“You could get hurt,” she exploded. “You could get hurt and just think what that would do to mother! It’d break her heart. You know it would. It’d kill her, Val. You know how fragile she is right now. I can’t believe you would risk that.”
“Her heart’s turned to ice, Gol, not glass. She’s—”
“Ice shatters just as easily as glass, and breaks far more easily than a heart!
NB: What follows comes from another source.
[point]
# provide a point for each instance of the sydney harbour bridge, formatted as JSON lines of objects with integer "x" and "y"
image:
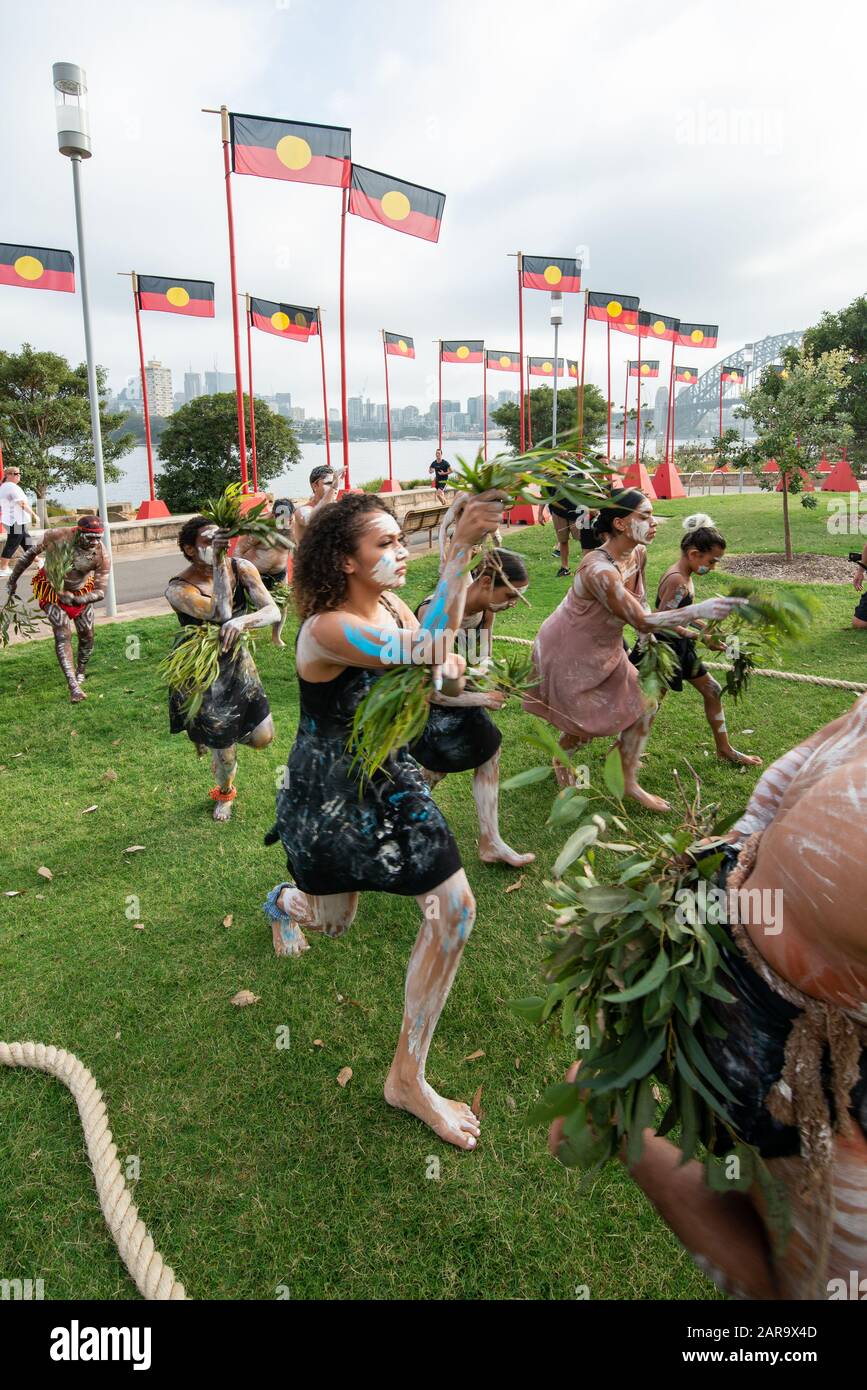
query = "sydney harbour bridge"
{"x": 699, "y": 405}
And you have no idea what her condition is like. When was the last time you stopped by to visit? You think you know what’s best for her, when—”
“I know what I’m doing, Gondulrun,” Val interrupted. “Believe me. He saw right through my veil. I bound him to hospitality to protect myself. I’m not endangering myself and I am not endangering mother. You didn’t need to call just to check in on me.”
“I know what I’m doing,” he repeated.
“Did you know your house guest bears the mark of the Dreaming Lords? That he is here at their behest, to do their will in the waking world?”
“Of course,” Val lied shamelessly.
That gave Gondulrun pause.
“I know what I’m doing,” Val repeated again. “You do not need to worry about me. You do not need to worry about Mother. Go back to your runes and your ravens, Sis. I’ve got this.”
“Well,” Gondulrun wavered, “if you’re certain—”
“Quite certain.” Val affirmed. “But if it will make you feel better, if it turns out I can’t handle it, you will be the first person I call.”
Gondulrun did not look convinced.
“Gol,” Val’s voice held a note of warning.
“Fine!” Gondulrun capitulated.
Val relaxed. Too soon.
“But you’re keeping Vorinn with you until this matter of the dream sorcerer is settled!”
Val and the raven squawked at the same time at this.
“No arguments!” Gondulrun admonished before vanishing, abruptly.
“I hate it when she does that,” Val complained to the raven—Vorinn, rather. “She always thinks it means she wins the argument.”
Vorinn croaked softly in agreement, then looked sharply over his shoulder, as if to be certain Gondulrun really had vanished.
Val chuckled and set the teacup in the sink. Just to be on the safe side, he turned the tap on hot and let the water run over the ice, slowly melting the impromptu scrying mirror his sister had used to appear—all unwelcome—in his kitchen.
“I suppose we had best just get used to it.” Val looked to the raven. “I suppose you’re hungry?”
Vorinn voiced agreement and hopped across the counter toward Val. Val extended his arm and the raven hopped onto the proffered wrist.
“Let’s see what we can find.”
Vorinn bobbed his head in agreement.
Val set to raiding the kitchen for his new corvid ally.
As he did so, however, his thoughts drifted toward Sand.
What was an emissary of the Dreaming Lords doing in the Twin Cities?